In terms of PPC ads and the PPC firm that you work with, the goal is to identify key measures of success that you can use to monitor your paid ad campaigns and ensure that they’re pulling their weight. Here are seven of the best ways to do that.

1. Clickthrough rate

If you’re paying for clicks, then it makes sense that your clickthrough rate would be a pretty telling metric in terms of how your ads are performing. The higher the rate, the better your ads are doing and the better job your PPC has done so far as choosing the right keywords and targeting your ads to the right audience.

If you have concerns about your clickthrough rate, go back to the drawing board with your firm. It may be just a matter of tweaking the keywords or optimizing your ad design.

2. Conversion rate

Click-throughs are a key metric, but the real goal is to turn those clicks into conversions. Look at how many clicks on your PPC ads led to conversions, whether those are purchases, newsletter subscriptions, demo sign ups, or any other behaviors that you’re driving toward.

Keep in mind that a low conversion rate suggests you need to make click-through focused adjustments. For example, if you’re pulling in a ton of clicks but very few of those are leading to conversions, there’s a strong possibility that you’re not reaching the right searchers with your ads and that your firm needs to work on their targeting strategy.

3. Bounce rate

Just as you want to know which clicks led to conversions, you also want to know which clicks led to dead ends. Your bounce rate can illuminate areas of your site that aren’t optimized for activity the way you want them to, and like a poor conversion rate, could suggest that you’re PPC firm isn’t targeting your audience correctly.

4. Cost per conversion

A good way to quantify just how well your PPC firm is putting your ad dollars to use is to calculate your cost per conversion—i.e. the dollar amount spent on each converting behavior. This is a bigger tell of ad success than your cost per click, since, as already noted, clicks themselves aren’t really the true driver of value.

Equally key: put your cost per conversion into context. Look at it not just in terms of your overall spend on the PPC campaign but in terms of how much a particular conversion is worth to your company. Purchases and demo requests are going to have more of a positive impact on your bottom line than social follows and blog subscriptions, even if the latter conversions are still important.

5. Search impression share

This handy metric uses a percentage score to tell you how many times your PPC ad showed up for a user versus how many times it could have shown up if you’d had it completely optimized. The higher the percent, the better your ad is doing. Budgetary constraints could be to blame for a low search impression share ratio, but it could also speak to individual areas of your PPC campaign strategy.

6. Your larger marketing goals

When you first started working with your PPC firm chances are that together you established some highly personalized goals for your campaign above and beyond standard conversions. Always keep these goals in mind as metrics when you’re evaluating the wins and losses of your campaign, since they speak to your unique needs and objectives. Examples might include wanting to drive traffic to a particular page on your site more than others, or to build awareness around a specific promotion.
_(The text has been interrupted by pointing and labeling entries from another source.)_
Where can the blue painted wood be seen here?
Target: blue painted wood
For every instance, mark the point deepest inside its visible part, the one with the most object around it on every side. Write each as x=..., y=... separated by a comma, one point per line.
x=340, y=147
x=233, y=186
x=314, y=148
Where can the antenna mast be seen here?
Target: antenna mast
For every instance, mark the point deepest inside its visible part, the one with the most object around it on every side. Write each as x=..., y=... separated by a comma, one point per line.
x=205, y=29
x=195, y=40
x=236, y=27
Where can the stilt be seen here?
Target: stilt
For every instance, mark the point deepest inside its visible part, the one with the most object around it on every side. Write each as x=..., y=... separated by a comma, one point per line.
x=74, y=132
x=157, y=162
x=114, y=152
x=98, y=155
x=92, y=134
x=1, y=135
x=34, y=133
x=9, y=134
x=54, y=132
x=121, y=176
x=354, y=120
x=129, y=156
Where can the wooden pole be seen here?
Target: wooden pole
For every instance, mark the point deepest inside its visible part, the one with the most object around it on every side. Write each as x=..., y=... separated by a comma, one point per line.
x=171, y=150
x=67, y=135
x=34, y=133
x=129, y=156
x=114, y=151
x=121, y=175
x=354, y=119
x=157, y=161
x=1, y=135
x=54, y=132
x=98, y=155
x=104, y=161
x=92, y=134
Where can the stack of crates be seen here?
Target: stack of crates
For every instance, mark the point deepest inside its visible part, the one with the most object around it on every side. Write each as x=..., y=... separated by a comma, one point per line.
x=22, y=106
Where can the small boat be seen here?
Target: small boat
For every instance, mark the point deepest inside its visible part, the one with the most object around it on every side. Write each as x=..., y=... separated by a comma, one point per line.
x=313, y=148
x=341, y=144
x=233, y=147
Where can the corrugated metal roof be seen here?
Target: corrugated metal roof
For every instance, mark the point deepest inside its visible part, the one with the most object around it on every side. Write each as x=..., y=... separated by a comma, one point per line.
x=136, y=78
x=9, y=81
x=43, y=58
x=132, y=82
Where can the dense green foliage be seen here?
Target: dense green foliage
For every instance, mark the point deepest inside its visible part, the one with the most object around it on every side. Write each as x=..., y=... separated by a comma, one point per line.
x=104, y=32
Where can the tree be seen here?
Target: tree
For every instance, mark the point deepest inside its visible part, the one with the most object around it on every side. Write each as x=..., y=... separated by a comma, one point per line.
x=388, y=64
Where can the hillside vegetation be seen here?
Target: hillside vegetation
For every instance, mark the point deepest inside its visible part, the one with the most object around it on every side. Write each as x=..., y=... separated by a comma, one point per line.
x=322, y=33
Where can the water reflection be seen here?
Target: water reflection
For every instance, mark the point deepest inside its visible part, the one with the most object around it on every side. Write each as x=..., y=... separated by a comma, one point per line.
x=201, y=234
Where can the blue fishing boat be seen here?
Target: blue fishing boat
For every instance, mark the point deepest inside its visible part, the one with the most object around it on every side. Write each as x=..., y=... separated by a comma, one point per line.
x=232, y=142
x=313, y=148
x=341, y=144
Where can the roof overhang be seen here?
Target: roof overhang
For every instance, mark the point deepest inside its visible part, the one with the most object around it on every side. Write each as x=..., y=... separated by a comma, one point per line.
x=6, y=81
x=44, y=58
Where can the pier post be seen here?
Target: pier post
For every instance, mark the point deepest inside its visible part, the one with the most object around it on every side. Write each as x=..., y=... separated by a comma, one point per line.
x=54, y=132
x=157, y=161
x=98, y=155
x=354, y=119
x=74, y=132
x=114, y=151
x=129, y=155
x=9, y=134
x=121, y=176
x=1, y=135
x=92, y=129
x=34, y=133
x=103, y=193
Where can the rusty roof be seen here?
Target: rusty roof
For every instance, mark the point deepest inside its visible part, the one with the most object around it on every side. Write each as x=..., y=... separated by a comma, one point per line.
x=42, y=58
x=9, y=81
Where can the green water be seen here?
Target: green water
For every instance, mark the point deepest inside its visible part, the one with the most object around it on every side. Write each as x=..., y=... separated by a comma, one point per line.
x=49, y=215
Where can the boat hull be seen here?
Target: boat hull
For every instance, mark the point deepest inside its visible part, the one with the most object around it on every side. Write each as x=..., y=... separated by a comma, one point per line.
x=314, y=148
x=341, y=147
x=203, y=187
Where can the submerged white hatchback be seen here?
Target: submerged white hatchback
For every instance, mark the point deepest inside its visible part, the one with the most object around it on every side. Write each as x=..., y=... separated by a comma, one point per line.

In many cases, these goals will be the same—or at least highly related to—your overall conversion goals. The crucial part is that you identify what they are and regularly evaluate whether they are being met.

7. Your Quality Score

Quality Scores are big picture measurements that let you know how various aspects of your campaign are performing when taken all together. The higher your Quality Score, the better your keywords, targeting, design, and more are doing. This score also takes into account outside factors, such as the landing page that your ad is leading to.

Aside from giving a window into how your ads are doing, your Quality Score is critical for guiding your strategy. Google uses these scores to determine how much you pay per click, plus where your ads rank on a page.

Taking into account all of these metrics, you should have a very clear idea of whether your PPC campaign—and the firm running it—is meeting its mark.